でも、リュートさんは彼女と対等に渡り合えてるみたいだし……
帰っても構わないだろう。
今度こそ、ドアを自分で引き開ける。
「大体今だってこうして、兄さんのお金でお店建ててもらって!愛人じゃないなんて言って誰が信じるのよ!兄さんに色目使って、アンタは昔っからイヤラシイのよ!男のくせに!!」
「───あの」
肩に手を掛け、グイッと力を込めてこちらに向かせた。
「っ…なによ!?」
鋭い目に射貫かれる。
ああ、確かに…。香島さんの妹かも。
長身の美人で、妙な迫力がある。
そして、リュートさんの従妹か。
広川は怯えてるけど、俺はあんまり……恐くはないな。
「麗!功太は関係ない!」
関係ない…ね。
そっちの言葉の方が、オレには怖いわ。
「昔のことはどうだか知りませんけど、今はその人、俺に惚れてんですよね」
「は…!?」
「……功太?」
またこの人は、零れちゃいそうなほどにでっかく目ぇ見開いて…。
───可愛いな………
あー、もう、可愛い!!
「だから、この人俺の恋人なんで、言い掛かりで傷付けるのやめてもらえますか」
手を掴んで引き寄せて、彼女の目の前で唇を重ねた。
見開かれた目が閉じられ、震える手が背中にしがみついてくる。
「…ごめん。
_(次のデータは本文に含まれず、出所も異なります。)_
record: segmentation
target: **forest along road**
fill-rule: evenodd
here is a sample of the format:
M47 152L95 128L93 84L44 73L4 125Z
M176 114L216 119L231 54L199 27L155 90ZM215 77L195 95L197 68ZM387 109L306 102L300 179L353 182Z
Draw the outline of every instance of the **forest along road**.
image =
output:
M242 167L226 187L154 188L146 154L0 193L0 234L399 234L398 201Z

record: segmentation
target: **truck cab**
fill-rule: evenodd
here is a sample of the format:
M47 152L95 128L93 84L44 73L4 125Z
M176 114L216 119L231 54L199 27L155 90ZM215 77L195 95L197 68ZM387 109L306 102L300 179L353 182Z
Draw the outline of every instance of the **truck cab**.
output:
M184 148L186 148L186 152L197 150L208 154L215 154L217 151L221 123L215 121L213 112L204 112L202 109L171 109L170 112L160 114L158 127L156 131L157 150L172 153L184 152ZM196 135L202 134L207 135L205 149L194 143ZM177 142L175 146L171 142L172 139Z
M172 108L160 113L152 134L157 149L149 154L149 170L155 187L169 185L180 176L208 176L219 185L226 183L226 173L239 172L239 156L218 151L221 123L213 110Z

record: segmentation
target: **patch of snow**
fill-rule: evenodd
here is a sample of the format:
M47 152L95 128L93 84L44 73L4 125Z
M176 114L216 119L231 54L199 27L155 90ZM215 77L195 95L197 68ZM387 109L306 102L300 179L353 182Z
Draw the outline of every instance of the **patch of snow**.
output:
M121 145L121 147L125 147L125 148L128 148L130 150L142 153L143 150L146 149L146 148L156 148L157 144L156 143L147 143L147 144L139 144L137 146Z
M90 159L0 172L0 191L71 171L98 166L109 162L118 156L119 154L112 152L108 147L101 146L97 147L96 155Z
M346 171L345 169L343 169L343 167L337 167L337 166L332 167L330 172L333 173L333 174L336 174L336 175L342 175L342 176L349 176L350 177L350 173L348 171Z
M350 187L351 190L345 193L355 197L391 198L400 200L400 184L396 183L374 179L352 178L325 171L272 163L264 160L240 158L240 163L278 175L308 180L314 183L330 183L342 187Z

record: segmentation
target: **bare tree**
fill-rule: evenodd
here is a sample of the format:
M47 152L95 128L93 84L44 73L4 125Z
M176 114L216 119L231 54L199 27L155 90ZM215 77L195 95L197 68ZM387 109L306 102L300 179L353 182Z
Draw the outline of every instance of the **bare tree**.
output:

ごめんね、リュートさん」
「っ…こーたぁっ」
瞼からボタボタと涙が零れ落ちる。
正直、なんでリュートさんが泣いてるのかは分からないけど……
愛しいなぁ───そう心から感じて、零れる涙に口付けた。
言葉が、足りないんだっけ?
「……後で、たくさん話そう」
「……うんっ、話すっ……たくさん話すからっ、行かないでっ!こーたぁ…っ」
「…もう、どこにも行かないよ」
可愛い。…可愛いな。ヤバいな、この可愛さは。
早くみんな帰ってくんねーかな……
ふとそう思い掛けて、慌てて首を振る。
それだ!俺がそうやってがっつき過ぎたから、身体だけの関係になっちゃったんだってーの!
「なんなのよ、もーっ!」
いつの間にか放置していた香島さんの妹が、矛先を変えたようで今度は香島さん本人に突っかかっていく。
「兄さん!あれはどう言うこ──」
「あのっ!悠さんを誘惑してるのは俺で、俺たち結婚するんで!!」
「はあ───っ!?」
走って彼女を追い越した広川が、香島さんの首に飛びついた。
香島さんは広川の体を抱きとめると、
「だから昔から言ってるだろ。リュートは関係ないって」
彼女の目の前で、舌を絡ませる激しいキスをぶちかました。
広川の口内を犯しながら、開かれた瞳で妹の姿を捉える。
あの人、スゲェ……
あの状態で見つめられたら、妹じゃなくても落ち着かないわ!顔赤くなるわ!
「───もうっ、わかったわよ!たまには顔見せに来なさいよ!!」
香島妹は足音も荒く帰って行った。